“California Love” or “Deep In The Heart Of Texas”?
September 20, 2011
I was working out fairly hard in Fit Athletic’s Crossfit room when a guy plugged his iPod into the room’s sound system. Tupac’s unforgettable “California Love” came blasting on, and like every other native Californian worth his salt, I started singing along. “It’s all good, from Diego to the Bay…” Don’t judge me- you know you sing along with it too. In any event, along with an impending Labor Day trip to the Texas capital of Austin, it gave me an idea for my first column in The Jeffersonian. What are some of the key differences between the economic and political cultures of California and Texas?
To tell you the truth, it was Rick Perry’s recent surge in the GOP nomination polls that gave me the idea for this column. Tupac simply gave me the idea for the opener. Rick Perry is, of course, the Republican governor of Texas. He has said that Social Security is a “monstrous lie,” and wrote in his recently released book Fed Up! that it was a massive Ponzi scheme, and like all Ponzi schemes, was doomed to eventually collapse. He also recently hosted a large “prayer rally” in Houston’s Reliant Stadium, calling upon God to deliver rain to Texas, among other things. He has mused on the possibility of Texas secession from the United States, while criticizing the federal government for its alleged non- response to the recent wildfires in the state. This kind of rhetoric and hypocrisy, while certainly red meat for the conservative base, fuels the national image of Texans as bombastic, brash, and perhaps a bit too proud.
As a native Californian and avid consumer of national political drama, it has been rather painful to watch California play the role of national punching bag, especially when smug Rick Perry is the one delivering the blows. Admittedly, this state continually gives the country plenty of material to work with, such as San Francisco’s recently nixed anti-circumcision ballot measure, or West Hollywood’s ban on declawing of pets (which actually passed), or the proposed law which would mandate fitted sheets for hotel beds. Still, there are some good things about this state. Nikki Bettis, a 2L who is from Austin, says that “California is a place to let loose. You’re not constantly being judged. You can be who you want to be.” I can agree with that statement. California’s European/American history certainly backs up this notion.
California and Texas, though both controlled by the same governments for many years, have different histories. Texas gained its independence from Mexico (who had earlier gained its independence from Spain) in 1836, after a brief but somewhat bloody revolution. California gained its independence in 1846, and after a brief period of independence (on the order of a few months, when it was known as the Bear Flag Republic), was claimed and annexed by the United States. Then gold was discovered in the mountains and streams outside Sacramento around 1848. The famed California Gold Rush had begun, and it brought explosive growth to San Francisco and to California in general.
With this gold rush came all sorts of people from all around the world, in search of fortune.

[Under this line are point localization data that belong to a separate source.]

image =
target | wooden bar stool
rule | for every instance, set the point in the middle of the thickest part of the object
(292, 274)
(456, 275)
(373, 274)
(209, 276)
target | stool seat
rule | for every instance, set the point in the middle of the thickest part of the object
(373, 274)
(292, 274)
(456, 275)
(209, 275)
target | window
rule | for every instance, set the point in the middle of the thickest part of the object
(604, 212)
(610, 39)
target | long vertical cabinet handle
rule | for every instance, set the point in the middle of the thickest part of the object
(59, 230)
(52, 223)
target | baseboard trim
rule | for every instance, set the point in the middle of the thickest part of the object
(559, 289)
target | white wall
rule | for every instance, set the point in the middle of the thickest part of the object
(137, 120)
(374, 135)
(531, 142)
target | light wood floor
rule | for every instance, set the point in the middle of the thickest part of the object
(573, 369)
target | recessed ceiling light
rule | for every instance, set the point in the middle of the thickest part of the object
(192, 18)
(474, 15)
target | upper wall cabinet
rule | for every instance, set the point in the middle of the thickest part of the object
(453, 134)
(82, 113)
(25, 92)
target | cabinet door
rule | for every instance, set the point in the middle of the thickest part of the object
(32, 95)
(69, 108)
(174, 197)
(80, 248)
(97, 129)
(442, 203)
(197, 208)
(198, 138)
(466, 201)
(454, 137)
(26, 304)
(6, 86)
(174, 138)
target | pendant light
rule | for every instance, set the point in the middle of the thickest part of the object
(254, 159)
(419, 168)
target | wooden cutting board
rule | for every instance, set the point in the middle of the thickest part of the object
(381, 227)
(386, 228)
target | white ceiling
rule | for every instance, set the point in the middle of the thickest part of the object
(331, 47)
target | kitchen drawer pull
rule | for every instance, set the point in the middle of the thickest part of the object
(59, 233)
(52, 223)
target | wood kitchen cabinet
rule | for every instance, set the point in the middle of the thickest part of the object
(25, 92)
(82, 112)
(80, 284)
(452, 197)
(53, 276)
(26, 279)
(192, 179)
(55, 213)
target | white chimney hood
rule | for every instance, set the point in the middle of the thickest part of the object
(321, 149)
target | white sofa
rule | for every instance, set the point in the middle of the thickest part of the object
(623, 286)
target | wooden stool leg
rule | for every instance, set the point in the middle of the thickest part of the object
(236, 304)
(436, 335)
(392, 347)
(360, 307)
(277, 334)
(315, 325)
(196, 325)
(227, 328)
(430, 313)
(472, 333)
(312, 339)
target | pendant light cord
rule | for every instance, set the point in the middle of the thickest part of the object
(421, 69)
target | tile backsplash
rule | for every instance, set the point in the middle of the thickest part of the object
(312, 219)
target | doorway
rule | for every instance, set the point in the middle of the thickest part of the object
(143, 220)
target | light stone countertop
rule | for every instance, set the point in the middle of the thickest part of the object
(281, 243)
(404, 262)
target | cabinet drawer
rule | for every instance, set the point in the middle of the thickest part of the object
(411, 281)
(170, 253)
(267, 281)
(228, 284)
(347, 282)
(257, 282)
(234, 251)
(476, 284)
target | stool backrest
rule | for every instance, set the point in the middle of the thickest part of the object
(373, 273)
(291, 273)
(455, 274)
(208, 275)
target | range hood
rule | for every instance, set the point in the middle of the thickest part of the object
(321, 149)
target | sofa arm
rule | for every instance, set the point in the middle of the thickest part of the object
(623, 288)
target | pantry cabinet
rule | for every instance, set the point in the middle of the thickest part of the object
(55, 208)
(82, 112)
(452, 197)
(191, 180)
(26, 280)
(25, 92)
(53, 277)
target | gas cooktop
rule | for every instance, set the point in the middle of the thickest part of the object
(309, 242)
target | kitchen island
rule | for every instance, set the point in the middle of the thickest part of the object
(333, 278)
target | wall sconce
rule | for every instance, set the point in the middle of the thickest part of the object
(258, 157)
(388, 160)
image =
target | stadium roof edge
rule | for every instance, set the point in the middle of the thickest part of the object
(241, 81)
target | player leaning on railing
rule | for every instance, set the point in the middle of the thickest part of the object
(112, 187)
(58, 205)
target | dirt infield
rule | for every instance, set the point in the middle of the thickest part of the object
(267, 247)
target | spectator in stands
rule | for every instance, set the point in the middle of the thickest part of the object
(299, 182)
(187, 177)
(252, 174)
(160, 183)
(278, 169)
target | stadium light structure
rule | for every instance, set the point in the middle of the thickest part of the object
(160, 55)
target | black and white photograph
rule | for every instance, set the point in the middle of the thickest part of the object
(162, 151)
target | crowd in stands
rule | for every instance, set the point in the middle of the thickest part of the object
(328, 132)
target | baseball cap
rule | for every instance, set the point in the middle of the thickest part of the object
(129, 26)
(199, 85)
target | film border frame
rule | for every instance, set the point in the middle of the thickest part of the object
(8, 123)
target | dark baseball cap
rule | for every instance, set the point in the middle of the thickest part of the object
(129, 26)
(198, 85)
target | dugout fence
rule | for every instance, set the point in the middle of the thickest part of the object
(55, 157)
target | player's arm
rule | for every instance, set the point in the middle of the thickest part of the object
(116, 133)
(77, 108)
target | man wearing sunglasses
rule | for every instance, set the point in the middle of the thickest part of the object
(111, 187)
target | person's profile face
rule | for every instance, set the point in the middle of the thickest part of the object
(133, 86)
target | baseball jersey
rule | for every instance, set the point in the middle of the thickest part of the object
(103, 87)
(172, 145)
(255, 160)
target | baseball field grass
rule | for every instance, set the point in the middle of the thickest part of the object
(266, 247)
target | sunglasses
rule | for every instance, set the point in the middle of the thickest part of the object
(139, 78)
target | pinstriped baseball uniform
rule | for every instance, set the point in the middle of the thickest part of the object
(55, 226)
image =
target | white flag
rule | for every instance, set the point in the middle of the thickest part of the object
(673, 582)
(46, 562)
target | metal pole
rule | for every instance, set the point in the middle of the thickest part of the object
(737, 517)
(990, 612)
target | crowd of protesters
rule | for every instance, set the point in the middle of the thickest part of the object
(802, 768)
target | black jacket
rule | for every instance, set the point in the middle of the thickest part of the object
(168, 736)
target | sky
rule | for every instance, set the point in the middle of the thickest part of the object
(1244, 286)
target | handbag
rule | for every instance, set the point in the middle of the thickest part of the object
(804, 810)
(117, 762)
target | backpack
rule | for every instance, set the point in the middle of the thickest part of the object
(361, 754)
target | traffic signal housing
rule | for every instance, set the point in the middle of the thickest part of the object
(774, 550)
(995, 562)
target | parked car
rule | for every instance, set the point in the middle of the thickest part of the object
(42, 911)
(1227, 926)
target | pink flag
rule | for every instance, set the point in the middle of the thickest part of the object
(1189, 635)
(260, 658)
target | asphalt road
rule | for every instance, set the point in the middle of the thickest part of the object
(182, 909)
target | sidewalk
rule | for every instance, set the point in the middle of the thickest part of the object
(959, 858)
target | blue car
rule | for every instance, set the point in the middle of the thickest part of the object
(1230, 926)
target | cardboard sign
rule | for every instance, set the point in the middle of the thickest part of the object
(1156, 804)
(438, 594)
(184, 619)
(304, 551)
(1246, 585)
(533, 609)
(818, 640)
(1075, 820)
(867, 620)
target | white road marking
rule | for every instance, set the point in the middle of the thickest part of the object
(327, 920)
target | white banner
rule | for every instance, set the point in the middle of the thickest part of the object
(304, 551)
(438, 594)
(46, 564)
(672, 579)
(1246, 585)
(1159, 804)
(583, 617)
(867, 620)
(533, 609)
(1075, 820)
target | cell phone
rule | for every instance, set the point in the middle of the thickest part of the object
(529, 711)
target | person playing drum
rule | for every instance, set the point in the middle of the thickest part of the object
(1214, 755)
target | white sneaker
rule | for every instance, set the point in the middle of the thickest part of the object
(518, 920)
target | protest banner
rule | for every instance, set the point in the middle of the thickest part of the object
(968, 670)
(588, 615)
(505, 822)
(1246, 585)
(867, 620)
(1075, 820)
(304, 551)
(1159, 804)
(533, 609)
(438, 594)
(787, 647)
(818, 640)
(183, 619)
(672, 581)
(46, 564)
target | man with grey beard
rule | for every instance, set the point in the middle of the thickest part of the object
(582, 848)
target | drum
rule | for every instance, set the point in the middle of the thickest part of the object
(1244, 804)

This crush of diverse peoples brought some racist legislation from the new state legislature, but also cemented California in the minds of the national imagination as a place where someone could get rich quick, and a place where sin abounded (so much so that San Francisco quickly became known as Sodom By the Sea). The tensions between traditionalism and progressivism have manifested themselves in many ways through the subsequent history of California.
California was one of the states that passed women’s suffrage before the ratification of the 19th Amendment, and was one of the early adopters of the initiative, referendum, and recall system. California was also a pioneer in the anti tax movement, passing Prop 13 in 1978, while simultaneously rejecting the anti-gay teacher Briggs initiative at the same time. More recently, the California Supreme Court ruled that the state’s gay marriage ban was unconstitutional, a decision which the electorate promptly overturned (and which will be eventually overturned itself) with the passage of Prop 8. While I can’t speak to Texas’ political zeitgeist, other than what I have heard in the national media, I am still proud of my home state. Texas and California, for all of the sniping back and forth, and despite the cultural spectrum from which they sit on opposite ends of each other, need each other. They are like a husband and wife (or husband and husband or wife and wife to be diverse and politically correct) who have been married for a long time. They are tired of each other—but they cannot imagine life without the other.
So what was the point of this article? The point was that to point out that California, despite being in the doldrums for the past several years, has a proud history of being on the forefront of many national issues. The phrase “As California goes, so goes the nation,” rings true in many ways. Every state has its ups and downs, and Texas and California are no different. California will not be in the dumps forever, and Texas will not be on top forever. So perhaps this article/op-ed/random pep rally column was a cathartic moment for me—a chance to defend my home state. Yep, that’s it. California love.